The mirror (or picture) frame looks very complicated but in fact it's lots of small cuts added together, like a carved moulding. If you can do one small section, you can do it all. You just have to keep going! Thus this is a great project to build technical skill.
In this introductory lesson, I look at the frame itself, the way of holding it and laying out the pattern
| 24 May 2020 20:49
thanks a lot for this project. it is fun, lovely and you have to practice every detail separately . So you really learn a lot about the tool and how to work with the direction of the wood.

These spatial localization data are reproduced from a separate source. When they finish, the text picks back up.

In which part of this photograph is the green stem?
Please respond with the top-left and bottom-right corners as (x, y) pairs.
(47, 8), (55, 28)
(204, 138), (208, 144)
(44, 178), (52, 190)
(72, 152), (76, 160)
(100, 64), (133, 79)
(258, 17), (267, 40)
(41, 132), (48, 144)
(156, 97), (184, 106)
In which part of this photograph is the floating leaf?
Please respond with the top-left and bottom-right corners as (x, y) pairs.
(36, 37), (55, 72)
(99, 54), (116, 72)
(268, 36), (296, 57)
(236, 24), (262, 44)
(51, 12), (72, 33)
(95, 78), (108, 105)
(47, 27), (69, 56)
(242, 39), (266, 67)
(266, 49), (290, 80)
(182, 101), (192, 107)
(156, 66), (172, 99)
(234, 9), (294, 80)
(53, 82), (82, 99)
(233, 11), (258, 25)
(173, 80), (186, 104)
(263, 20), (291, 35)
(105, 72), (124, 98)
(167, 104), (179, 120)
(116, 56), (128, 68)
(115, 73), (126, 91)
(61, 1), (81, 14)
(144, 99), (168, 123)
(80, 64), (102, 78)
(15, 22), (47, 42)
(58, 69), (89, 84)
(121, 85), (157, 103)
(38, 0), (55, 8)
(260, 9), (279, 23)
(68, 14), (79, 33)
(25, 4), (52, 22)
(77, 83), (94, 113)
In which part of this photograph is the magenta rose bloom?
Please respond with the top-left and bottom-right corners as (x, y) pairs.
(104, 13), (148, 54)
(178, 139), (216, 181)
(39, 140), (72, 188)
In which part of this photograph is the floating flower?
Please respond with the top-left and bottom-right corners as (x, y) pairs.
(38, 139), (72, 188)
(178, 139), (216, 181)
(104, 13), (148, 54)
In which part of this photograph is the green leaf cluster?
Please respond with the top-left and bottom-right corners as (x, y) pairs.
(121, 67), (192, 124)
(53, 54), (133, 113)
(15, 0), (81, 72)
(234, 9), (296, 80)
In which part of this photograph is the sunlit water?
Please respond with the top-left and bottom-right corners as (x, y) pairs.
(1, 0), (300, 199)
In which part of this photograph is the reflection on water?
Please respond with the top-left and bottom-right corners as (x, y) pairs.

I hope you will show us how to carve other ornaments in future.
| 18 April 2016 07:52
John - I do the same as Penny. (I love my scanner/copier!) If you don't have a copier, freehand one complete 'unit' of the design to the right size, then tape it to a window or glass that you can shine a strong light through. Take a strip of paper with 2 lines representing the run of your moulding and overlay it onto the unit and very carefully trace a repeating pattern. A good way to work is from the centre of any side towards the corners. The design at the corner is where you can compensate - making adjustments to the corner design.
When you change the size of my design you will, of course, change the size or sweep of the tools I used; so you might like to practise carving the single unit: making sure you have the right tools and adjusting the pattern accordingly before committing to the actual frame.
Best of luck with this carving. Looking forward to seeing it in the gallery!
| 16 April 2016 22:53
I adjust the size on my copy machine.
| 16 April 2016 18:51
I can't seem to find how to adjust the pattern to fit the frame size that I have --- blind in one eye and can't see out of the other??